COMMENTARY: ‘Restorative discipline’ in schools a pathway to a more peaceful community
October 5, 2019 - 9:00 pm
Updated October 6, 2019 - 1:45 am
In his Sept. 22 column, Victor Joecks referred to the Marjory Stoneman Douglas High School shooting and suggests restorative justice in the Clark County School District may increase violence on campus. We believe he mischaracterizes restorative justice, and we offer a different perspective.
Imagine this: Two high school students get into a fight. One girl, call her Natalie, heard that Keesha had slept with her boyfriend. Natalie told everyone Keesha was a whore, attacked her in the girls’ room and bloodied her nose. What do you do with these two girls?
Do we punish Natalie by sending her to in-school suspension? Expel her? Do we send Keesha to the school nurse or doctor if her injuries are severe? Do we cite both of them for fighting/affray, as often happens?
No, none of the above.
Why? Because punishment doesn’t teach Natalie or Keesha the self-control they need to become effective, productive members of the community. None of these options helps them understand how they harmed each other or calls on them to make things right. None helps them settle the underlying dispute, nor build trust and understanding. None helps them reintegrate into the school as contributing members.
None of these solutions responds to Keesha’s need for Natalie to understand and acknowledge the harm she has done and to compensate for that harm. Nor do they explore and address the factors that led to the fight or help them develop skills to resolve conflicts peacefully.
Rather, punishment may foster anger and change the focus from the harm they have done to resentment of teachers and school. In short, “punishment often has negative side effects and does little to teach self-discipline,” according to “The Little Book of Restorative Discipline for Schools” by Lorraine Stutzman Amstutz and Judy H. Mullet (2005).
In our experience with Clark County School District students, it is more effective to apply the principles of “restorative justice” or “restorative discipline,” a long-term, science-based approach to avoiding and resolving disputes. It teaches young people to become responsible for their own actions. It is not soft on the students. Rather, it calls on them to take difficult steps that many adults cannot accomplish.
The application of restorative justice in the district is through the use of neutral mediators, provided by the Clark County Neighborhood Justice Center’s Victim-Offender Mediation program. Here’s how.

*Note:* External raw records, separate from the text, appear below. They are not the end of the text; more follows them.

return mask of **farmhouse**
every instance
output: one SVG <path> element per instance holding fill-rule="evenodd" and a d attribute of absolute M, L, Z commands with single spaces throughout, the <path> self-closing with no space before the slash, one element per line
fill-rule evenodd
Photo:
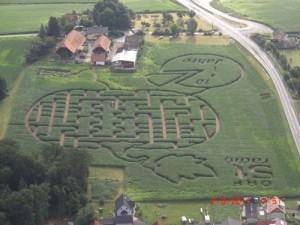
<path fill-rule="evenodd" d="M 138 52 L 134 50 L 123 50 L 117 53 L 112 59 L 112 68 L 116 70 L 134 70 L 137 53 Z"/>
<path fill-rule="evenodd" d="M 135 207 L 135 202 L 123 194 L 115 201 L 115 217 L 101 219 L 100 223 L 103 225 L 137 225 L 136 221 L 133 221 Z M 142 221 L 138 223 L 144 224 Z"/>
<path fill-rule="evenodd" d="M 279 218 L 273 220 L 260 220 L 256 222 L 256 225 L 287 225 L 287 222 Z"/>
<path fill-rule="evenodd" d="M 285 219 L 285 203 L 278 197 L 269 199 L 267 202 L 267 219 Z"/>
<path fill-rule="evenodd" d="M 93 53 L 101 54 L 108 53 L 111 41 L 105 35 L 101 35 L 93 45 Z"/>
<path fill-rule="evenodd" d="M 108 27 L 87 27 L 86 35 L 88 40 L 96 40 L 101 35 L 108 35 Z"/>
<path fill-rule="evenodd" d="M 83 49 L 86 38 L 76 30 L 72 30 L 58 45 L 55 53 L 67 58 Z"/>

Mediators meet individually with the offender and the victim in a dispute and their respective family members to explain the program and prepare the students to participate in the next steps. If both the students and their families agree, a joint meeting between the students is arranged. In the meeting, the students describe what happened that led to the conflict, how it affected them and what each student can do to make things better.
Based on this discussion, mediators help the students develop a written agreement describing steps each will take to make things right. The students’ family members are an essential part of this joint meeting.
Resolution of the conflict focuses on the harm done, not just the rules broken, and on the person harmed, who must be given a voice in the resolution. The focus is on the victim’s needs and the offender’s responsibility to repair the damage done.
These meetings of reconciliation have been going on in schools of the Clark County School District for the past 20 years. The students learn how to express their own needs, how to solve conflicts and how to build peaceful communities.
We encourage the school district to continue and expand on this program, which teaches our young people how to foster peaceful communities.
Dr. Barbara Strahl is a mediator, educator, guest lecturer for the University of North Carolina at Greensboro and senior secretary of the Nevada Mediation Group. Pat Sutherland is a mediator with the Clark County Neighborhood Justice Center and senior president of the Nevada Mediation Group. Ann Marshall is a member of Nevada Mediation Group and has served as a volunteer mediator at the Neighborhood Justice Center. They live in Las Vegas.